Es wäre also die höchste Zeit für die Kirche, die sich für die gottgewollteste hält, angesichts des geschichtsmächtigen Wirkens Gottes in der Gesamt-Christenheit jedes Stroh als Stroh zu begreifen und zwar in zweifacher Hinsicht: erstens im Blick auf das faktische Leben heutiger Menschen mit ihren Hoffnungen, Sehnsüchten, transzendentalen Sinnerfahrungen trotz oder sogar wegen der allgemein herrschenden geistigen "Haus- und Wurzellosigkeit" (Buber).- Zweitens im Blick auf die Unaussprechlichkeit Gottes, der von uns keine "unfehlbaren Wahrheiten" erwartet, höchstens vorläufige, damit verantwortetes Leben und Lebensmeisterung im Sinne dessen gelingen kann, der uns als "Sohn Gottes" authentisch ein Beispiel gegeben hat. Es geht um die glaubhafte Verkündigung eines lebendigen Gottes durch lebendige Menschen.
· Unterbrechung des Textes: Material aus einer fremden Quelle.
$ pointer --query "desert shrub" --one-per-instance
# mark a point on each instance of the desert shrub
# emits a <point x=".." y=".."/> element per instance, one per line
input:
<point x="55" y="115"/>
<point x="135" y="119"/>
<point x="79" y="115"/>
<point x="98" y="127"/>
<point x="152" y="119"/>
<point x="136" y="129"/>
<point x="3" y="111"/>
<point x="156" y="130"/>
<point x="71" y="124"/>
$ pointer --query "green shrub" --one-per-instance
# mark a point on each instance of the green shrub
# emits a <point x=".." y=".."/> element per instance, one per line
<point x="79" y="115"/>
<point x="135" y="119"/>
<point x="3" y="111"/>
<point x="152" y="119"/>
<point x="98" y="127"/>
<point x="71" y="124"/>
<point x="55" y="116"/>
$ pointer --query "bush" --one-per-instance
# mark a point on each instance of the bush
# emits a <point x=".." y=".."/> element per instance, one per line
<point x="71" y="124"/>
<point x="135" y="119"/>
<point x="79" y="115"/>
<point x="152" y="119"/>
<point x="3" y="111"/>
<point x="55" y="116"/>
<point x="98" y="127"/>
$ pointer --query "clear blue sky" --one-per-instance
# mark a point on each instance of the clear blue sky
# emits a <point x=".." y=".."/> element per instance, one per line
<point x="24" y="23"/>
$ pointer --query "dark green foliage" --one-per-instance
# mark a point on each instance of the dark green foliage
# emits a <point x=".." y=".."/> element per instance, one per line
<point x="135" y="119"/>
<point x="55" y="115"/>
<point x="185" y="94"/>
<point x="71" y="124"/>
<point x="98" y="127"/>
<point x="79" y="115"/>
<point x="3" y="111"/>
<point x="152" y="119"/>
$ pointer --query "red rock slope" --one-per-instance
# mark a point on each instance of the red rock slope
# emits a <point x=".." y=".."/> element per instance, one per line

Kirchen und Konfessionen müssen ihren je eigenen Auftrag wiederfinden, wo es darum geht: einmütig im Tempel das Brot zu brechen; es in Freude und Einfalt des Herzens miteinander zu teilen; sich als von Gott berufene und begnadete Menschen zu verstehen und ein Zeugnis in und für die Welt zu sein (vgl.Apg.2,44.46; 4,32.33).